If buildings are to be placed on a smaller scale maps, they must be prepared: simplified, then typified and finally aggregated/amalgamated.
Building simplification is not the same as line/polygon simplification (done with DP or VW algorithms). When simplifying building, you want characteristic details to remain: for example most buildings have square shapes, that must remain in simplified version.
Example of building simplification:

Here dashed polygon - original building, yellow one - simplified to specified amount.
As you can see square angles have been preserved as well as larger details while smaller details have been removed.
The amount of simplification depends on a resolution of the screen/printer (if a size of a pixel is 10 meters there is no point of trying to depict details smaller than 10 meters) as well as legibility requirements - when too much details is displayed, map reader cannot clearly read the map. If unsimplified buildings are placed on a small scale printed map, they could be visible as some kind of sand or other pattern, not as buildings.
Such building simplification helps not only with the very important criteria in cartography - legibility, but also with some technical details - building polygons have less vertexes, therefore they are rendered faster. While legacy technology of using raster tiles does not suffer too much because of more complex geometries, it is very important with currently used vector tiles - buildings take up much less (sometimes up to 50%) space so are faster to transfer and use less CPU (and battery on mobile) to render them.
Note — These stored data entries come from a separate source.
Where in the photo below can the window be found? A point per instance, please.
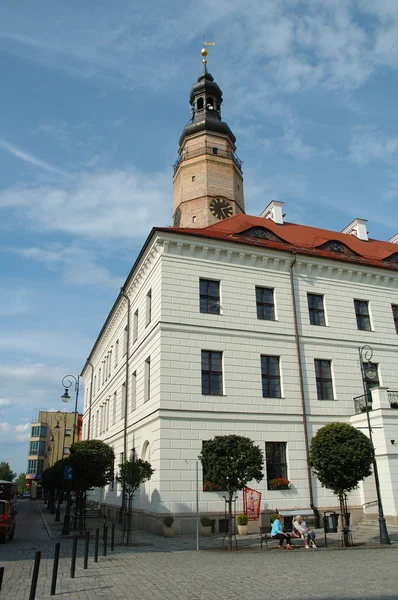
(209, 296)
(133, 391)
(114, 405)
(395, 315)
(212, 373)
(125, 341)
(135, 326)
(316, 310)
(271, 379)
(147, 389)
(324, 383)
(37, 448)
(39, 431)
(35, 467)
(116, 353)
(275, 457)
(148, 307)
(265, 303)
(123, 406)
(362, 314)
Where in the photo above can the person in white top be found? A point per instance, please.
(301, 529)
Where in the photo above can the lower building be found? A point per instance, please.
(50, 441)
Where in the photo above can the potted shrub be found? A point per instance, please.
(205, 526)
(168, 530)
(242, 521)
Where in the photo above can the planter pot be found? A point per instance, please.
(168, 531)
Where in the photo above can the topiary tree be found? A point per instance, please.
(131, 474)
(341, 456)
(92, 464)
(229, 463)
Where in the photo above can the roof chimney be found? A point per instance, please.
(273, 211)
(358, 228)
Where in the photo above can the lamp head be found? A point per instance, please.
(65, 397)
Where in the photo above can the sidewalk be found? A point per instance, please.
(143, 541)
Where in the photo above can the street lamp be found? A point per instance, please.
(68, 382)
(369, 375)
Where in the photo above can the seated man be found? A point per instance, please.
(278, 534)
(300, 529)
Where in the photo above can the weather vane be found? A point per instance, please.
(204, 51)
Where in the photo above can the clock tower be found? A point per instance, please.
(208, 180)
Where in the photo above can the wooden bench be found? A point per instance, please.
(265, 536)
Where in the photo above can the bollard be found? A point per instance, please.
(113, 537)
(55, 569)
(74, 552)
(105, 540)
(86, 548)
(96, 545)
(35, 576)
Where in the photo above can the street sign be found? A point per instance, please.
(67, 473)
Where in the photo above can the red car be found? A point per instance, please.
(7, 520)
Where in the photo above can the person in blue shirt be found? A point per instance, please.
(278, 534)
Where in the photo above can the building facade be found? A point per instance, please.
(230, 323)
(50, 441)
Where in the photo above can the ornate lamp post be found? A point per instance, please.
(369, 375)
(68, 382)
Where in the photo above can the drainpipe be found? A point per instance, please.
(91, 397)
(123, 293)
(300, 363)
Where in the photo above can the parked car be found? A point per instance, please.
(7, 520)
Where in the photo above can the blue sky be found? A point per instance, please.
(93, 99)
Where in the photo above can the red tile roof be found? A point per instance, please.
(300, 238)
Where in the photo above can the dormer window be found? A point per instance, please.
(260, 233)
(337, 247)
(392, 258)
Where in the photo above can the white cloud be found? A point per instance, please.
(29, 158)
(77, 264)
(369, 144)
(114, 204)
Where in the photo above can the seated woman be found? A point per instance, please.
(278, 534)
(300, 529)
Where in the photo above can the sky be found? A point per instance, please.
(93, 99)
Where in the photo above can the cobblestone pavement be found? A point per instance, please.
(163, 570)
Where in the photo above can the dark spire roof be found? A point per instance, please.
(205, 100)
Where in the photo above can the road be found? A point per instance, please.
(154, 574)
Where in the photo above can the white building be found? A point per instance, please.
(241, 324)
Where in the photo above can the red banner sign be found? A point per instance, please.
(251, 503)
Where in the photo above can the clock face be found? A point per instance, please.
(221, 208)
(177, 218)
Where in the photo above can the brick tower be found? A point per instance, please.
(208, 181)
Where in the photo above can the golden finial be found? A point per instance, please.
(205, 52)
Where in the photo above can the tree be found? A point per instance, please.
(229, 463)
(21, 481)
(131, 474)
(92, 463)
(6, 472)
(341, 456)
You can check the difference in building shape in a live OpenStreetMap topo map (simplification kicks in on zoom less than 14)
Discussion
Comment from mboeringa on 31 July 2019 at 15:56
Hi Tomas,
Interesting work you did, and nice results! Especially the maintaining of square corners in the generalized building geometries must be tough to implement and get right.
For my own renderer, I took a far less sophisticated route, although I do think it is still a valid compromise between no generalization at all, or an advanced algorithm as you developed.
In my case, although this is somewhat simplified, I simply chose to generalize all buildings using a 9 m2 tolerance for the PostGIS ‘ST_SimplifyVW’ command (for ‘ST_SimplifyPreserveTopology’ it would be a tolerance of 3 m).
Additionally, to prevent collapsing already simple building structures with few vertices into something like undesirable triangles, I use a minimum 9 vertex threshold: if the geometry has less than that number of vertices, it won’t be generalized. This is to prevent e.g. ‘horseshoe’ shaped buildings to collapse in something unrecognizable.
Overall, this seems to give a nice ‘compromise’ result: it doesn’t distort buildings to much due to relatively low tolerance used (although square corners may be lost, but this is virtually indiscernible with this tolerance when viewed at appropriate scales), but still manages to cut away a lot of clutter in really detailed digitized complex buildings.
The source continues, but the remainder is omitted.